[Schema] Converting values that cause conflicts

MovieStoreGuy commented 1 year ago

What are you trying to achieve? When building the the schema processor for the collector, it was noted that there is no defined behaviour on what to expect if there is an existing value that would be overridden.

What did you expect to see?

I've currently made the assumption that the schema conversions take priority over existing values and return an error that can be consumed by the collector signify a metric (or log) on how many conflicts were found and report that.

Additional context.

Context: https://github.com/open-telemetry/opentelemetry-collector-contrib/pull/17020#discussion_r1190154309

jsuereth commented 1 year ago

We discussed this in the Semantic Convention WG.

Suggestions from there:

We think this may happen when folks try to emit "multiple" versions of Schema to alleviate migration friction. We don't have hooks in place to deal with this.
We suggest leaving the existing value and NOT overwriting with the change when this scenario occurs.

Specifically, if you have the following attributes:

namespace.attribute1=foo
namespace.attribute2=bar

If you have a rename_attributes of namespace.attribute1: namespace.attribute2, then you would wind up with:

namspace.attribute2=bar

That is, attribute1 does NOT overwrite attribute2, regardless of how the attributes are ordered.

This is specifically in reference to the OTLP generated.

Additionally, you could leave attribute1 in place as well.

tigrannajaryan commented 1 year ago

We suggest leaving the existing value and NOT overwriting with the change when this scenario occurs.

What exactly does this mean? Do you suggest that the input attributes are preserved and the SchemaURL is not updated? What happens with transforms that were already applied? Do you have to roll them back? This is very expensive to implement.

I don't think this is the best approach.

I submitted a PR where I recommend overwriting. IMO this is the best default approach.

Rejecting is complex and expensive. It requires performing transformation on a copy of data since it may be aborted any time or be able to rollback already applied changes. This is very expensive unless you have some very efficient copy-on-write data structure or something like that. I don't think we should do it.

Overwriting is much simpler. You just apply on the original data knowing that there is no need to ever abort the changes.

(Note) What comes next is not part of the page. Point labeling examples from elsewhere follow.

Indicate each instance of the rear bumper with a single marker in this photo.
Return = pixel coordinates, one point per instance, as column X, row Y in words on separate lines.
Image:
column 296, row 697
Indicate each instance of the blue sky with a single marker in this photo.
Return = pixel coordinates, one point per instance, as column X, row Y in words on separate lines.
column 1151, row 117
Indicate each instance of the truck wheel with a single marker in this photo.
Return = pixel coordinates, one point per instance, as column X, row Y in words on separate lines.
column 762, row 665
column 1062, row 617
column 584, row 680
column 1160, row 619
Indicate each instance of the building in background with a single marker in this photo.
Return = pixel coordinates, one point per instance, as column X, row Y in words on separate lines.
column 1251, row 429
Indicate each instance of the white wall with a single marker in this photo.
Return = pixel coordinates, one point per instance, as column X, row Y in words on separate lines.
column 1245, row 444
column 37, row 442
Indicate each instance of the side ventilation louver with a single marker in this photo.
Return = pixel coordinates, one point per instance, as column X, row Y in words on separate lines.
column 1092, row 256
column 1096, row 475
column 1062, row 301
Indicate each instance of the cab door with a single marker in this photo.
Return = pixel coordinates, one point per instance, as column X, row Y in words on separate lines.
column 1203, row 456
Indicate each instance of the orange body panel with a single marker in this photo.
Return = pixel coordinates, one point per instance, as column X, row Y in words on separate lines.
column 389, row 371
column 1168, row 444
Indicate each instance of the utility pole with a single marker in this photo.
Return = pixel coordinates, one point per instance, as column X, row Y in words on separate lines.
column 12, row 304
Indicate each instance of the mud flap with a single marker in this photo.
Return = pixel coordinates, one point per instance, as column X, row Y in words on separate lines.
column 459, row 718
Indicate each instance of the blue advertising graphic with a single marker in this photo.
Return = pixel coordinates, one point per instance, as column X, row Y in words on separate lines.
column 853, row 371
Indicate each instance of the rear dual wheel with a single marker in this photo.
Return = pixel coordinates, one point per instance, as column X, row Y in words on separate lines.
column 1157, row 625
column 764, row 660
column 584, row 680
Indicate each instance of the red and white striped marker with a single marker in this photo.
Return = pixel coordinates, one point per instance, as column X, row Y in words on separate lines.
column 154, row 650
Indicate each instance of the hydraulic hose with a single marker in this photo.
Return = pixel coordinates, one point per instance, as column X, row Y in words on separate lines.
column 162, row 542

IMO, this should be the philosophy of all schema transforms (existing or future proposals).

I left the door open for implementations that want to carry the burden of much more complex approaches by using SHOULD clause instead of MUST.

tigrannajaryan commented 1 year ago

If you have a rename_attributes of namespace.attribute1: namespace.attribute2, then you would wind up with:
namspace.attribute2=bar
That is, attribute1 does NOT overwrite attribute2, regardless of how the attributes are ordered.

I think this is a bad outcome. The resulting data complies neither with old schema nor with new schema. What do we set the SchemaURL to in this case?

lmolkova commented 1 year ago

What exactly does this mean? Do you suggest that the input attributes are preserved and the SchemaURL is not updated? What happens with transforms that were already applied? Do you have to roll them back? This is very expensive to implement.

We can remove schema URL from invalid telemetry or add a way to signal that we could not apply transformation on a given data. I think having a way to signal about it is essential for this and other similar problems and should be a prerequisite to removing moratorium on transformations.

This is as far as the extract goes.